Google has 92% search market share creating bidding wars—average CPC $2-5 vs Microsoft's $1-3. High competition means businesses bid against each other, driving costs up 3-5x for same keywords. Google knows they're the only game in town so pricing reflects monopoly power. Microsoft Ads are cheaper because fewer advertisers compete, but you get 1/10th the traffic volume. Google's high cost is supply-demand economics exploiting their dominance. Neither platform cares about advertiser profitability—Google just charges more because they can.
Sometimes, but usually no. Microsoft Ads cost 50-70% less per click, but conversion rates are 40-60% lower due to different user demographics (older, less tech-savvy, accidental Bing users). Effective CPA (cost per acquisition) often similar after accounting for worse conversion rates. Microsoft works for: B2B, older demographics, desktop users, lower competition niches. Google works for: everything else. Microsoft's 'better ROI' is marketing myth—cheaper clicks don't mean better results when conversion quality sucks. You're paying less for worse traffic.

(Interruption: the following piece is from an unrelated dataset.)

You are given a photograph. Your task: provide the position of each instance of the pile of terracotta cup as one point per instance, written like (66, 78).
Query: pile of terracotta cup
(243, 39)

No, significantly worse. Microsoft's traffic includes: accidental Bing searches from Windows default, older demographics with lower purchasing power, bots and low-quality clicks. Google's traffic is intentional searches from people actively looking. Microsoft's conversion rates are 40-60% lower than Google for same campaigns. However, Microsoft has less click fraud (32% vs Google's 45%) because bots prefer Google's larger audience. Microsoft's cheaper traffic is lower quality—classic 'you get what you pay for.' Only use Microsoft as supplement, never primary platform.
Because volume is too low to matter. Microsoft has 8% search market share—even perfect campaigns generate minimal traffic. Spending $1,000/month on Microsoft might get 500 clicks; same budget on Google gets 2,000+ clicks. Low volume means slower learning, worse optimization, and can't scale. Most businesses need Google's traffic to survive. Microsoft Ads work as supplemental channel for big advertisers who already maxed Google, not viable as primary platform. It's cheaper but so low-volume it's irrelevant for most businesses. You're saving money on traffic nobody uses.
Only if you're already profitable on Google and have budget to experiment. Start Google (necessary evil despite high cost), get profitable, then test Microsoft as 10-20% of budget. Don't split limited budget 50/50—Microsoft's low volume won't generate learnings fast enough. Microsoft works for: enterprise B2B, desktop-heavy industries, supplemental reach for mature campaigns. Microsoft fails for: startups, limited budgets, e-commerce needing volume. Reality: Google is mandatory, Microsoft is optional luxury for businesses with money to burn testing marginal channels.